È scioccata quando Ny Tid riferisce che il governatore della contea di Oslo, che formalmente ha la responsabilità di supervisione di tutte le scuole norvegesi approvate all'estero, non ha ispezionato il collegio in Giappone nemmeno una volta, né prima né dopo che gli abusi contro Kari Grasmo fossero diventati noti.

- Mi arrabbio così tanto; Allora non aveva senso la mia mostra? Né lo Stato, né la Convenzione sui diritti dell’infanzia, né il governatore della contea ci aiutano. Cosa diavolo fa una ragazzina se gli insegnanti commettono abusi, si chiede Grasmo.

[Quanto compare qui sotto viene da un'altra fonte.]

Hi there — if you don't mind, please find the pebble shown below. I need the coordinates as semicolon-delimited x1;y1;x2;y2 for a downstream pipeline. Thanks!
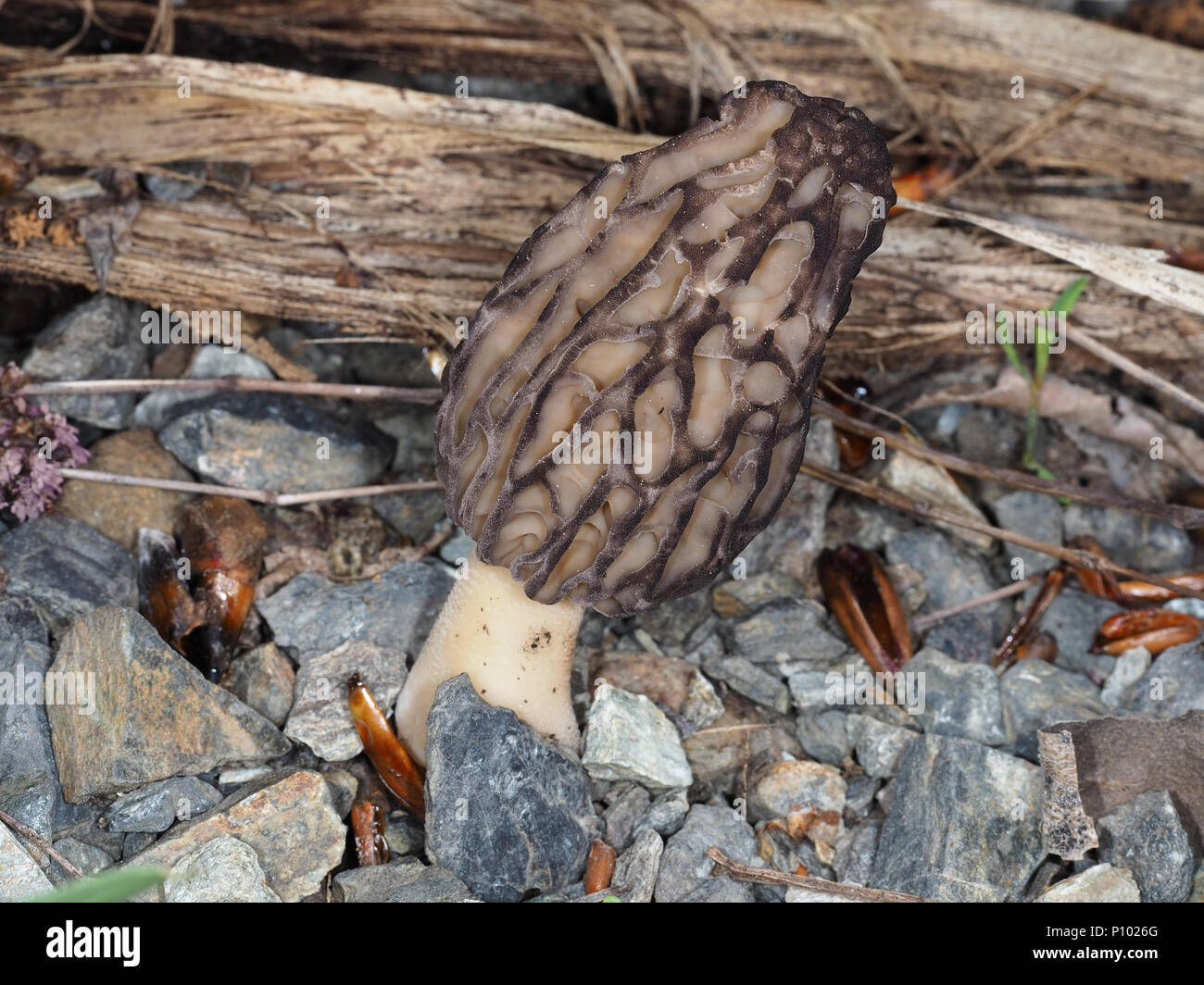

Lei stessa ha affrontato in molti modi gli abusi sessuali, con il fantastico aiuto di buoni amici e professionisti, dice.

- Ma ancora non capisco che sono stato costretto a separarmi da mia madre e mio padre. Ecco perché ho contattato Justice for the Losers per portare alla luce il tradimento. Dobbiamo essere uniti per renderci visibili e chiedere conto allo Stato norvegese: noi "bambini" norvegesi cresciuti all'estero, conclude Grasmo.